The stories that are told in each of these moving films have the power to change the way we think about and act in the natural world around us. There is no better place to experience these stories than the picturesque setting of the Accokeek Foundation.
Established in 1957 as a land trust to protect the view from Mount Vernon, the Accokeek Foundation stewards 200 acres of Piscataway Park. Evidence of human interaction with this land dates back thousands of years. This land now serves as an outdoor classroom where the Foundation demonstrates and educates about land conservation, historic preservation, sustainable agriculture, and environmental stewardship. It is the Foundation’s mission to preserve and protect the historical sites and relics, trees, plants, and wildlife in this area of great natural beauty along the Maryland shore of the historic Potomac River.
Each Film Series event will take place from 6:30 to 9 p.m. on the fourth Tuesday of each month from May through October. No film will be shown in August. Light refreshments will be available, but we encourage our guests to bring a picnic dinner.
Tues., May 24: “The Last Boat Out“
“The Last Boat Out” weaves together the tales of a battered Chesapeake Bay and a family of watermen struggling to preserve their way of life. Narrated by actor and activist Sam Waterston, the film is a story of human determination and hope in the face of past mistakes. For more information about the PBS documentary series about the Chesapeake Bay, visit www.LastBoatOut.com or contact Laura Seltzer at 202-210-4689.
Tues., June 28: “The Plow That Broke the Plains” and “The River“
“The Plow That Broke the Plains” is a 1936 film that explores the factors that led to the formation of the Great Plains Dust Bowl. “The River,” from the following year, documents the growth of trade and travel along—and subsequent weakening of—the Mississippi River.

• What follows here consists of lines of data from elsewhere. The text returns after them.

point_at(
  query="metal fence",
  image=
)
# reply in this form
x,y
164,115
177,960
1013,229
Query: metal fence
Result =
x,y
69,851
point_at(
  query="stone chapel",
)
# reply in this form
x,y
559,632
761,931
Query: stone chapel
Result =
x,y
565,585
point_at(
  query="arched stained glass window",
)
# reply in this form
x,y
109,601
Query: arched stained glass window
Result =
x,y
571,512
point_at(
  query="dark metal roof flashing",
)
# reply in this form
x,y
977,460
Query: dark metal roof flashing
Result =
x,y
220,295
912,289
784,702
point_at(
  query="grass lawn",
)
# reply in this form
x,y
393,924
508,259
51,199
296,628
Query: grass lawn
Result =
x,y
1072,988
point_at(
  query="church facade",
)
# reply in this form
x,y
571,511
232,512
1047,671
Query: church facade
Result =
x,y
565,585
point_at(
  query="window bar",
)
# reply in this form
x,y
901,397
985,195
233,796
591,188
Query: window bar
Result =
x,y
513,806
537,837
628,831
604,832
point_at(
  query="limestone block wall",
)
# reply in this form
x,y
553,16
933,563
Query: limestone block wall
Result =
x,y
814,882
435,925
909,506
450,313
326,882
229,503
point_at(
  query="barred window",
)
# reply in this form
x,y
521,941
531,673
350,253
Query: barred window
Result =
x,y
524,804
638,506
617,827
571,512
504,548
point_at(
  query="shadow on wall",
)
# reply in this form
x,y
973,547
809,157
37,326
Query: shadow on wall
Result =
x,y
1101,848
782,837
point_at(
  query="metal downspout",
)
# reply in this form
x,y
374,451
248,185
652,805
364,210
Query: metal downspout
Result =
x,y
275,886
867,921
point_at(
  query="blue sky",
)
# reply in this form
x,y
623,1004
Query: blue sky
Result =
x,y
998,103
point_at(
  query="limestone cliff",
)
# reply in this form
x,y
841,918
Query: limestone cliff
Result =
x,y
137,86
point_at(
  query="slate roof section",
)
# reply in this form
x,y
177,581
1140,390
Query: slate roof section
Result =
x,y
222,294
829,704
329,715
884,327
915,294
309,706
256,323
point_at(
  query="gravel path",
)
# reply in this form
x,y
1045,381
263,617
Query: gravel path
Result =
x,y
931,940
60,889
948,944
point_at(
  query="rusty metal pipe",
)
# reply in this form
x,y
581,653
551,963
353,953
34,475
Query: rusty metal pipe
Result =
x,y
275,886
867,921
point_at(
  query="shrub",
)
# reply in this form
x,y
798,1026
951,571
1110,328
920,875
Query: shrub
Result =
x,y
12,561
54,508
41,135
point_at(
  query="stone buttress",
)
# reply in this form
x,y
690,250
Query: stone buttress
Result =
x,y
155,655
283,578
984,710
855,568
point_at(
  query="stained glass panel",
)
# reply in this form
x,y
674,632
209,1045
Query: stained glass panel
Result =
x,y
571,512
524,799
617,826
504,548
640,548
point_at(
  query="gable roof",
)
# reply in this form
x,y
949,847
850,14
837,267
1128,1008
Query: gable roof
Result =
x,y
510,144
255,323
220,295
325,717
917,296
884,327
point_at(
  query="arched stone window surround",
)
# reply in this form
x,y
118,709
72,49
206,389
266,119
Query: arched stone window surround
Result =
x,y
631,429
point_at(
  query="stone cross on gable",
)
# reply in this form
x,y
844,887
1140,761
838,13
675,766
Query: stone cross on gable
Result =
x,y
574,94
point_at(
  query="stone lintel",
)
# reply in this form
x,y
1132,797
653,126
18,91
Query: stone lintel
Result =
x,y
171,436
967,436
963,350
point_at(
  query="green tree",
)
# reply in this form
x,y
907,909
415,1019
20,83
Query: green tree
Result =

“FRESH” celebrates the farmers, thinkers, and business people who are reinventing America’s food system. The film confronts food contamination, environmental pollution, and rising human obesity on its search for healthier and more sustainable alternatives to industrial agriculture.
“Homecoming” is a film that documents the story of African American farmers in the twentieth century. Drawing on the legacy of the Civil Rights Movement, the film documents the tradition and decline of black farmers and explores the bittersweet legacy of land farmed and lost.
Tues., Oct. 25: “The Greenhorns“
“The Greenhorns” explores the lives of America’s young farming community—it’s spirit, practices, and needs. In broadcasting the stories and voices of these young farmers, the film emboldens and entices those who are considering a career in agriculture.
Tues., Nov. 29: “What’s On Your Plate?“
“What’s On Your Plate?” is a film that follows two eleven-year-olds as they explore their place in the food chain. With the camera as their companion, Sadie and Safiyah talk to friends, farmers, and more on their quest to understand what’s on all of our plates.
For more information about this series, contact the Center for Agricultural and Environmental Stewardship at 301-283-2113 or firstname.lastname@example.org.
About the Accokeek Foundation: The Accokeek Foundation is an educational non-profit and one of the nation’s oldest land trusts. The Foundation stewards 200 acres of Piscataway Park on the shore of the Potomac River in Accokeek, Maryland. The site’s National Colonial Farm is a living history museum that works to preserve heirloom crops and heritage breed animals. The Foundation’s Center for Agricultural and Environmental Stewardship and Ecosystem Farm emphasize the future of agriculture as we instruct farmers in sustainability. The park’s grounds and trails are open to the public year ‘round.